Depending on the professional area, specialists tend to be paid more (especially those in technology fields or at strategy levels). Also, you have the luxury of exploring in depth a single topic, with all its ramifications, applications, and emerging issues. You get the ego boost of being an expert in something, and have a built-in community of colleagues who share your passion (or understand your fixation).

Why I chose to be a generalist

Basically, I never had one passion that I felt compelled to pursue to the exclusion of all the other things I wanted to explore. Some might suggest a variation of “shiny object syndrome” here, i.e., I’m easily distracted by the next cool new thing. And to some degree that’s true – I’ve always been a pushover for the next cool project or opportunity. But I also liked the freedom of wandering into unexpected new paths and seeing where they led, and then following to see where I ended up.

Over the course of a career, however, something interesting may happen to generalists as they wander – they may serendipitously discover a passion of which they’d been previously unaware. That’s how I’ve ended up now beginning to focus more strongly on LIS career issues – it’s simply fascinating to me to learn about what people do with their LIS knowledge, and how they’ve done that.

If you’d rather specialize

Often the people who specialize in some aspect of LIS work do so because it’s an area of passion, personal mission, or strong competency. But what if none of those attributes characterize you? Then you might consider one of these aproaches:

Specialize in a type of library or information setting (for example, libraries in communities serving diverse immigrant populations through outreach and tailored programs, medical libraries, cultural heritage libraries)

Specialize in a type of library or information work (creating and growing innovative maker space programs, social media marketing, YA with at-risk youth, competitive intelligence for start-ups, records management for pharma companies)

Specialize in a type of technology (e.g., digital preservation tools, open-source software platforms, a specific ILS)

Specialize in a process (for example, digital asset management, instructional design, content management, taxonomy-building)

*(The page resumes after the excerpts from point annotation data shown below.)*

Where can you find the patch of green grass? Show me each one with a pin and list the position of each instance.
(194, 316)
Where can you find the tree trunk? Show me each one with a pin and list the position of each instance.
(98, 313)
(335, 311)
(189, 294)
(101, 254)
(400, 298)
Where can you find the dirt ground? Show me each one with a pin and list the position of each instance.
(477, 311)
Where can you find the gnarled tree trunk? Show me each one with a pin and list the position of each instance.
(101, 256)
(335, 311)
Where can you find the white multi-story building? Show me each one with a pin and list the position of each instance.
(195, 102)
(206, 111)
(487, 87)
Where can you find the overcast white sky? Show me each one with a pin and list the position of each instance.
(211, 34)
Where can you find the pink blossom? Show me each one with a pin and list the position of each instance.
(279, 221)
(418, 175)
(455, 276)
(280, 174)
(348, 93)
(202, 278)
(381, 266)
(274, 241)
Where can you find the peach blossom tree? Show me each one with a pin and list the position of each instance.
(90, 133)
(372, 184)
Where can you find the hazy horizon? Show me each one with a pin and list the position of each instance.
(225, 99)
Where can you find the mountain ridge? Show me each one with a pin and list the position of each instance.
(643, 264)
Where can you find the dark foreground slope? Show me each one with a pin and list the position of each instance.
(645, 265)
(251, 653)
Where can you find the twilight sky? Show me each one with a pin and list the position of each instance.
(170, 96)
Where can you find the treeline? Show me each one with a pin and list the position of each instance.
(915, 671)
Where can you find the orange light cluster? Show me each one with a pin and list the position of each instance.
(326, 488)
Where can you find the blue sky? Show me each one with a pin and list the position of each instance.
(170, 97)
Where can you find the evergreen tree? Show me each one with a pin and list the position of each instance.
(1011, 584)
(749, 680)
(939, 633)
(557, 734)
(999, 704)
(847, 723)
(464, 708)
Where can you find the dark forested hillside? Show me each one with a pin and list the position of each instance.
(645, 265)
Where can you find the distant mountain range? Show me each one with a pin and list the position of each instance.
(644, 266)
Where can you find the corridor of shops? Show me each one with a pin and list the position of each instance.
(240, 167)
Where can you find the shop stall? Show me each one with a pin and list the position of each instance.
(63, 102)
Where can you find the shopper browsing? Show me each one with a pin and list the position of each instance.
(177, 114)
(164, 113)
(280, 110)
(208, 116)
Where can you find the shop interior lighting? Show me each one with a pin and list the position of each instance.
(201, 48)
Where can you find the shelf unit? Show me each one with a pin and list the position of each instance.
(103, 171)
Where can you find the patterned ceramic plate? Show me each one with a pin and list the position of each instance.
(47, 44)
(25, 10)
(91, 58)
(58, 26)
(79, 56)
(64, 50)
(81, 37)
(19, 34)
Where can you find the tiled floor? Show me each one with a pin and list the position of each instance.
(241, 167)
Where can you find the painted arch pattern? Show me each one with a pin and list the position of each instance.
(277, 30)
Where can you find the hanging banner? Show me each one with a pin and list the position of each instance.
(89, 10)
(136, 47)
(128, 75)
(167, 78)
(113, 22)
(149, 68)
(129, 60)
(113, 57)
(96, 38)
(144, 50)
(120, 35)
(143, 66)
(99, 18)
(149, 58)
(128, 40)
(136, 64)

Specialize in a knowledge base (this could be astrophysics, community health issues and resources, adult learning, or baseball, among thousands of other options)

Specialize in an industry (consider healthcare, entertainment, telecommunications, pet services, whatever seems of interest to you, keeping in mind that it’s helpful to choose whatever industry has the greatest number of employers where you want to live)

There are other “verticals” within which you might want to choose to specialize, of course, but this type of category thinking should help you figure out how to start narrowing down your choices.

And as you do so, be sure to complete your “due diligence” to scope out whether the area within which you’re hoping to specialize is expanding or contracting – you definitely want to embrace the former and avoid the latter.